The function below will allow us to next each prediction in our dataframe. For now, we’ll restrict the data just to Virginia, but soon we’ll add in all 50 states plus D.C. Turns out it just takes a couple lines of code!

fcsts.va<- d.state[year(date)>1984 & state=="VA", c("date","state","hpa12"),with=F] %>% 
           mutate(fcst=map2(state,date,fcst.d3))
head(fcsts.va,5)
##          date state      hpa12         fcst
## 1: 1985-09-01    VA 0.05019297 <data.frame>
## 2: 1986-09-01    VA 0.06988367 <data.frame>
## 3: 1987-09-01    VA 0.10303571 <data.frame>
## 4: 1988-09-01    VA 0.09598973 <data.frame>
## 5: 1989-09-01    VA 0.07379588 <data.frame>

Now we have a data frame with a set of data frames (one for each date) corresponding to forecasts beginning at the date and extending 4 years.

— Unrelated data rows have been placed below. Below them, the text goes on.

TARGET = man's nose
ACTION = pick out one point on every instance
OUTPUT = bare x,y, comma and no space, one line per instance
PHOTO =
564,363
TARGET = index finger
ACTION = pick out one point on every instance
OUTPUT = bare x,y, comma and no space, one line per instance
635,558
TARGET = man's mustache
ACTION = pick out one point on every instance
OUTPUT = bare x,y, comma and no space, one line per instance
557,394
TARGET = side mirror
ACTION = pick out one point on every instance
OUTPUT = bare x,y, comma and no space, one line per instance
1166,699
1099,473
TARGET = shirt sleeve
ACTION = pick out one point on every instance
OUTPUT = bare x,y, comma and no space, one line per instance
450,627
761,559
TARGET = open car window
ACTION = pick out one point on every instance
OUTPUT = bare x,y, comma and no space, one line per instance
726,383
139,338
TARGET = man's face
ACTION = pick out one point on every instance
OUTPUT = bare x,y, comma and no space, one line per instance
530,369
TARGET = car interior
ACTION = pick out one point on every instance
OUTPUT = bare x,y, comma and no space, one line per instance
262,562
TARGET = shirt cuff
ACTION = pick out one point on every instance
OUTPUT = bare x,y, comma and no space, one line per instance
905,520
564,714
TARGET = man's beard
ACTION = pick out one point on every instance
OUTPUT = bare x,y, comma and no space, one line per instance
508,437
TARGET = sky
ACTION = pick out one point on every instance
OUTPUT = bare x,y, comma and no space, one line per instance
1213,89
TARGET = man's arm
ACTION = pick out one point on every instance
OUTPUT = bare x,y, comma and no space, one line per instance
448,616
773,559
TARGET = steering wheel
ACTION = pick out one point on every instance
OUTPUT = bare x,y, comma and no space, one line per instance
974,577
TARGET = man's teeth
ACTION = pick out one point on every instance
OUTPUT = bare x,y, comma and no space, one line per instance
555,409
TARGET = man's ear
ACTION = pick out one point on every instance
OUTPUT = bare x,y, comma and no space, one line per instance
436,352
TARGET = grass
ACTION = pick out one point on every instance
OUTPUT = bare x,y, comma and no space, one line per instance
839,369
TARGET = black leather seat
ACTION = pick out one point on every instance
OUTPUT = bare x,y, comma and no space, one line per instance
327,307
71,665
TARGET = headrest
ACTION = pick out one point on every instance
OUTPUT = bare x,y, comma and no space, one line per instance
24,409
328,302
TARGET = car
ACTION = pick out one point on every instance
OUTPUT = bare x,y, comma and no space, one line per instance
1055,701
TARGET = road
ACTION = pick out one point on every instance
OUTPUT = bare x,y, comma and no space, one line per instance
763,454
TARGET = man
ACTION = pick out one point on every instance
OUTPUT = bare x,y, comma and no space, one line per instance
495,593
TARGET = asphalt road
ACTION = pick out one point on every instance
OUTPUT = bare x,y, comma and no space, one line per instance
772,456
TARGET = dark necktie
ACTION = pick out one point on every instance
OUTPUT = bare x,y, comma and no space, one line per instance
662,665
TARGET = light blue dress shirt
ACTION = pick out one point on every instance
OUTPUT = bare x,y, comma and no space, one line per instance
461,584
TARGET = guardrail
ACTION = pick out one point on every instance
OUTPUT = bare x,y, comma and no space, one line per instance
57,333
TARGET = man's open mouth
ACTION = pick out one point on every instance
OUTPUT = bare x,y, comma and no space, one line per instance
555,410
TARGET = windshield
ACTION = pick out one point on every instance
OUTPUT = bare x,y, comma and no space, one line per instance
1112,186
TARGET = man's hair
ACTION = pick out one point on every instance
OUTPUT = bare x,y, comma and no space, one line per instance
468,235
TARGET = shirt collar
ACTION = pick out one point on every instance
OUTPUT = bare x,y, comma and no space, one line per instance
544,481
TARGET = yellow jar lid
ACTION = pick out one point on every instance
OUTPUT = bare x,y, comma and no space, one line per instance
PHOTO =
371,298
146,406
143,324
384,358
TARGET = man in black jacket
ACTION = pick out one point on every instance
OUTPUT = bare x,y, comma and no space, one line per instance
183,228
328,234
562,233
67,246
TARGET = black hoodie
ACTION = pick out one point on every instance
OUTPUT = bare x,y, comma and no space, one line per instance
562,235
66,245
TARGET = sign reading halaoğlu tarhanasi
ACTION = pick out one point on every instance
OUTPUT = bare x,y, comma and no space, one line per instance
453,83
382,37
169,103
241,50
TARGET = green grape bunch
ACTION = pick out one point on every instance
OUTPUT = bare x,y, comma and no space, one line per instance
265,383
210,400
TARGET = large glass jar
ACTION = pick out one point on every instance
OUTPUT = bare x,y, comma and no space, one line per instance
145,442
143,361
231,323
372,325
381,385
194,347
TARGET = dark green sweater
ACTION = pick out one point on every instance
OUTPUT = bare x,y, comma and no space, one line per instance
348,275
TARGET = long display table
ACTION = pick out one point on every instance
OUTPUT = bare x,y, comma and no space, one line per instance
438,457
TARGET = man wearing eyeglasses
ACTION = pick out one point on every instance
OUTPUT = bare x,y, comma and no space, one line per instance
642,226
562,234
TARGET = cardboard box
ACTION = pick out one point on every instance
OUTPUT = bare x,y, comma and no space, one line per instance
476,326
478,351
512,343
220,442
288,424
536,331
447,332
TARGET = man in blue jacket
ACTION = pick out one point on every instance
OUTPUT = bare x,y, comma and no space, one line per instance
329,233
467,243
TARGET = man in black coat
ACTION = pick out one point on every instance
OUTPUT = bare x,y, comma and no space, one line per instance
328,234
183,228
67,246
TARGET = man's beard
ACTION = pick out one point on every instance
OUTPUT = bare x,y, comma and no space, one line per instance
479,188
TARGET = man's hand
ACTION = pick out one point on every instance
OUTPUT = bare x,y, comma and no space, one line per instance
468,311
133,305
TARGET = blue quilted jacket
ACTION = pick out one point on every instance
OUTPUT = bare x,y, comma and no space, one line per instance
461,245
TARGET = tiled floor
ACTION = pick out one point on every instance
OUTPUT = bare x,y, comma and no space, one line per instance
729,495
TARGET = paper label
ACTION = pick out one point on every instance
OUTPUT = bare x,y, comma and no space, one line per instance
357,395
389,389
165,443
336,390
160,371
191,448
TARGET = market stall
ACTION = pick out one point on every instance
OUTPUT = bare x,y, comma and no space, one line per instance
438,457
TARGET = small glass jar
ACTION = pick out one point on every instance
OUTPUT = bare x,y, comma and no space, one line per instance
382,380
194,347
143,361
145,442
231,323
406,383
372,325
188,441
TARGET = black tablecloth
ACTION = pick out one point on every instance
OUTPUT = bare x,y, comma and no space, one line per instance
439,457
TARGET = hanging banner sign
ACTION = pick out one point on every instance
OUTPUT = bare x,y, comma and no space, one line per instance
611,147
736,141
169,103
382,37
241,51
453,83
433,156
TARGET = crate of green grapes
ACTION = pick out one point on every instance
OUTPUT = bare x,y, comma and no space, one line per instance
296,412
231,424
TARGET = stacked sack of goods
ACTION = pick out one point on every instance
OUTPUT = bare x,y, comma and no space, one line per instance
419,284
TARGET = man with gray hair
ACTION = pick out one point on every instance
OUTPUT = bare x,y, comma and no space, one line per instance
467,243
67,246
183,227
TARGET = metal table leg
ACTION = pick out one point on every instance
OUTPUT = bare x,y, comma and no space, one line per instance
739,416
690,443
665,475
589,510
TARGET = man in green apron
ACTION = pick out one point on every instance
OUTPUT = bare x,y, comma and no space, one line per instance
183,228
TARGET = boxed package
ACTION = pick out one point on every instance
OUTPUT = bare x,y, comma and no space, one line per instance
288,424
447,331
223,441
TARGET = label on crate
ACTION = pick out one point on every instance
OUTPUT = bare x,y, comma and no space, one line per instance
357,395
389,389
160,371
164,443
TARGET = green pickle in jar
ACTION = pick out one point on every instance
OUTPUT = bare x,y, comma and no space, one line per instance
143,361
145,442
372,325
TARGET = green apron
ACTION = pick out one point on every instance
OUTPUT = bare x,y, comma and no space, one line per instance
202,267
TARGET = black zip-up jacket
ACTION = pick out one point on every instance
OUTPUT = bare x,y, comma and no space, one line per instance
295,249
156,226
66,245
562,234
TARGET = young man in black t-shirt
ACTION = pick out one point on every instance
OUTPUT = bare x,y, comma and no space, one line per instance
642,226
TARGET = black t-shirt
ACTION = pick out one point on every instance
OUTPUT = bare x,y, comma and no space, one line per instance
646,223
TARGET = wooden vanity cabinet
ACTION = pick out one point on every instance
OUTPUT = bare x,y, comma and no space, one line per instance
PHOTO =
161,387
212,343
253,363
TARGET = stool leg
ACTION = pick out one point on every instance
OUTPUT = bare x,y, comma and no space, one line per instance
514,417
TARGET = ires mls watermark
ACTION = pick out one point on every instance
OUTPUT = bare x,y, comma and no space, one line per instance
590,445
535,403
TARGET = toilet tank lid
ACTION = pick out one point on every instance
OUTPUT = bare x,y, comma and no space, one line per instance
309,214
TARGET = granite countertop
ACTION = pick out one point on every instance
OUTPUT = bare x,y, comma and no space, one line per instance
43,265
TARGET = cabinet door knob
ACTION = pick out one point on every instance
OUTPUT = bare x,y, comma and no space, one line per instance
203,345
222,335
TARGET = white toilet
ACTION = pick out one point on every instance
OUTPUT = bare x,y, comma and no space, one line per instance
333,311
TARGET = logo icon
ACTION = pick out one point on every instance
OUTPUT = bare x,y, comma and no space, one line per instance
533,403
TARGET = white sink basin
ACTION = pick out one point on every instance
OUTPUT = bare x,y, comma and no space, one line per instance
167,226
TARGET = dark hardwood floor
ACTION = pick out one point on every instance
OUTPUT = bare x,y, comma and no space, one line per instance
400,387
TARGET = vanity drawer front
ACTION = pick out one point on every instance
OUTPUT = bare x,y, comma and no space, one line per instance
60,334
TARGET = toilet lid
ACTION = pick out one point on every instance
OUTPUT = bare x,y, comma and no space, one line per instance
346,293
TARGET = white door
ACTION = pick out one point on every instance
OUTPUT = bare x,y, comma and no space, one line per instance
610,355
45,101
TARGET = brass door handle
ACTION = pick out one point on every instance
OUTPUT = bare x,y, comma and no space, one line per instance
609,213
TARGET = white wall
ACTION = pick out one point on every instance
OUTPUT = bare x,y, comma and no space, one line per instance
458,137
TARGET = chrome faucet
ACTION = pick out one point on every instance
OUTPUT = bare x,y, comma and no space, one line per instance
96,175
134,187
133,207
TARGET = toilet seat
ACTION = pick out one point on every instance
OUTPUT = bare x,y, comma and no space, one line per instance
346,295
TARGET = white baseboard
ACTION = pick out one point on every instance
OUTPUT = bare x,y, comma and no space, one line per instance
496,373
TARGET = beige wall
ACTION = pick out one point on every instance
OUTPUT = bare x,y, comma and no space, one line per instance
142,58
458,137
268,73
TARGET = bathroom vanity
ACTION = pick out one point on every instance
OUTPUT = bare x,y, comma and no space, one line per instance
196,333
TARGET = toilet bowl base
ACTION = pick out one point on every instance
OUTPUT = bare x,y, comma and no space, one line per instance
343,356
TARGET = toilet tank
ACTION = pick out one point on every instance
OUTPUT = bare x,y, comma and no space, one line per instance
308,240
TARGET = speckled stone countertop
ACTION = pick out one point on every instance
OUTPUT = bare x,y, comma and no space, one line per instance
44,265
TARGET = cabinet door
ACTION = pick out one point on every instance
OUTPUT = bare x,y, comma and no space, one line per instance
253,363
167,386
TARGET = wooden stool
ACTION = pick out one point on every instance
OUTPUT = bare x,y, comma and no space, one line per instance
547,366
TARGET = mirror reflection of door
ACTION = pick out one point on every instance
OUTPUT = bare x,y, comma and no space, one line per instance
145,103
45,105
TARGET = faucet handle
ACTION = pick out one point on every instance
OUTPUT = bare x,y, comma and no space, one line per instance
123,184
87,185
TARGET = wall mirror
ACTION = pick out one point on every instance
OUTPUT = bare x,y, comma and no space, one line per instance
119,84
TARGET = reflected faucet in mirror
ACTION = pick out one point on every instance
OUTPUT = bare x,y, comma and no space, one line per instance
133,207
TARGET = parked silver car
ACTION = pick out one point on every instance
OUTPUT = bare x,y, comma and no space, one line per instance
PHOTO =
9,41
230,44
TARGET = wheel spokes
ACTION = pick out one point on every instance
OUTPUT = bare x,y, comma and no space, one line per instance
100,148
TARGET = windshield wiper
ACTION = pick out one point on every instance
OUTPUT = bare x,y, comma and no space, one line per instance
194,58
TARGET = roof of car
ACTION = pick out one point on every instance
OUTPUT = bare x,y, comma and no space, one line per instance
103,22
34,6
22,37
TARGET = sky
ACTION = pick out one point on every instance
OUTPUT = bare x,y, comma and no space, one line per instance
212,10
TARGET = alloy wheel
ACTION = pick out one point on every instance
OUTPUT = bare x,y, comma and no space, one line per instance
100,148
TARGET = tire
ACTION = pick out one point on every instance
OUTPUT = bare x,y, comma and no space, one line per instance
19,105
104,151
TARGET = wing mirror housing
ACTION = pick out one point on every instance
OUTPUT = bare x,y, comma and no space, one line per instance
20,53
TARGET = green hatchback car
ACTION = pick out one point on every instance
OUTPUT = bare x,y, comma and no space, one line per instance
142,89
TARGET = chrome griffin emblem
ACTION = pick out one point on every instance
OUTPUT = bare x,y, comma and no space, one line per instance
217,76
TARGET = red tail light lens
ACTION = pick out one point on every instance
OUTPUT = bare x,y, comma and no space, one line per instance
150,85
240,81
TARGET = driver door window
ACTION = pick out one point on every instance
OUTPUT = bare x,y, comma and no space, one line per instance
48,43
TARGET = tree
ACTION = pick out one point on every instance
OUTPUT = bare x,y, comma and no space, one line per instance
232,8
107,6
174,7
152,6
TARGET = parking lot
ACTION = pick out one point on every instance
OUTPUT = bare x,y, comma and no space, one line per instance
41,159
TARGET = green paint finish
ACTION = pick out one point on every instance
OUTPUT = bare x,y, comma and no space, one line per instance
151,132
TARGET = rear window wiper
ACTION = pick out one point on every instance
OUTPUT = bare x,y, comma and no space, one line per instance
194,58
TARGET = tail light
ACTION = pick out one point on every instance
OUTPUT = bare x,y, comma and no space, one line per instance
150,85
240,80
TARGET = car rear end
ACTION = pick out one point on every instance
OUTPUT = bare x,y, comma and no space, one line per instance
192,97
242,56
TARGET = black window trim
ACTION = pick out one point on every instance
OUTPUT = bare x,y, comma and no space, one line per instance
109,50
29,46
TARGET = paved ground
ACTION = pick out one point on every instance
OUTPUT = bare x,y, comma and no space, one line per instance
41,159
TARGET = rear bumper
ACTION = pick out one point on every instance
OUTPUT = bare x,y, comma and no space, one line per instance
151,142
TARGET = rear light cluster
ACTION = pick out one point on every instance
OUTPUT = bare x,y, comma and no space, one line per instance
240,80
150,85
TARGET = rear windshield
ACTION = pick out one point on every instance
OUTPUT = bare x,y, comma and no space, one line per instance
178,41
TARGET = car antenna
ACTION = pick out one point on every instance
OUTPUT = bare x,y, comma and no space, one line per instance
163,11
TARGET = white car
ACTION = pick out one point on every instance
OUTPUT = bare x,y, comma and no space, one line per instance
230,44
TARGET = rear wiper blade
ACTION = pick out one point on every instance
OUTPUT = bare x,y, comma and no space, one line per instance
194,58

Now we can easily construct our tentacle plot. We use the unnest() function to expand the data.

p.data<-unnest(fcsts.va,fcst,.sep=".") #unnest the data for plotting
ggplot()+  
  geom_path(aes(x=fcst.date,y=fcst.hpa12,color=factor(year(date))),
                     data=unnest(fcsts.va,fcst,.sep=".")
            ,linetype=2 )    +
  
      geom_path(aes(x=date,y=hpa12),
                data=d.state[year(date)>1984 & state=="VA", c("date","state","hpa12"),with=F]
                ,size=1.05)+
  theme_minimal()+theme(legend.position="none")+  scale_y_continuous(label=percent)+
  labs(x="",y="",title="Annual percentage change in house prices",
                       subtitle="Virginia in September, dotted lines forecast from AR(2) model fit",
                       caption="@lenkiefer Source: Freddie Mac House Price Index\nAR(2) forecast fit on data up to point where solid line and dotted lines diverge")+
  theme(plot.caption=element_text(hjust=0))+

  coord_cartesian(xlim=c(as.Date("1985-01-01"),max(p.data$fcst.date)),ylim=c(-.1,.2))

plot of chunk va-plot-recursion-7-dec4-2016,

We can also roll over each state:

fcsts.st<- d.state[year(date)>1984, c("date","state","hpa12"),with=F] %>% 
           mutate(fcst=map2(state,date,fcst.d3))
           
p.data2<-unnest(fcsts.va,fcst,.sep=".")

ggplot()+  
  geom_path(aes(x=fcst.date,y=fcst.hpa12,color=factor(year(date))),
                     data=unnest(filter(fcsts.st,! state %in% c("DC","US.NSA","US.SA")),fcst,.sep=".")
            ,linetype=2,size=.75 )    +
  
      geom_path(aes(x=date,y=hpa12),
                data=d.state[year(date)>1984 & ! state %in% c("DC","US.NSA","US.SA") , c("date","state","hpa12"),with=F]
                ,size=.85)+
  theme_minimal()+theme(legend.position="none")+  scale_y_continuous(label=percent)+
  labs(x="",y="",title="Annual percentage change in house prices",
                       subtitle="Dotted lines forecast from AR(2) model fit",
                       caption="@lenkiefer Source: Freddie Mac House Price Index\nAR(2) forecast fit on data up to point where solid line and dotted lines diverge")+
  theme(plot.caption=element_text(hjust=0))+
  facet_wrap(~state,ncol=5)

plot of chunk va-plot-recursion-8-dec4-2016,

And we can make a gif looping through a few key states:

tentacle gifs

Going forward

This type of approach could be quite useful for a number of other applications. The map functions from purrr have a lot of potential uses I’m looking forward to trying out in the future. So far, I haven’t blown up my computer with an endless loop. If I can keep it that way, I’ll follow up in this space with some other applications.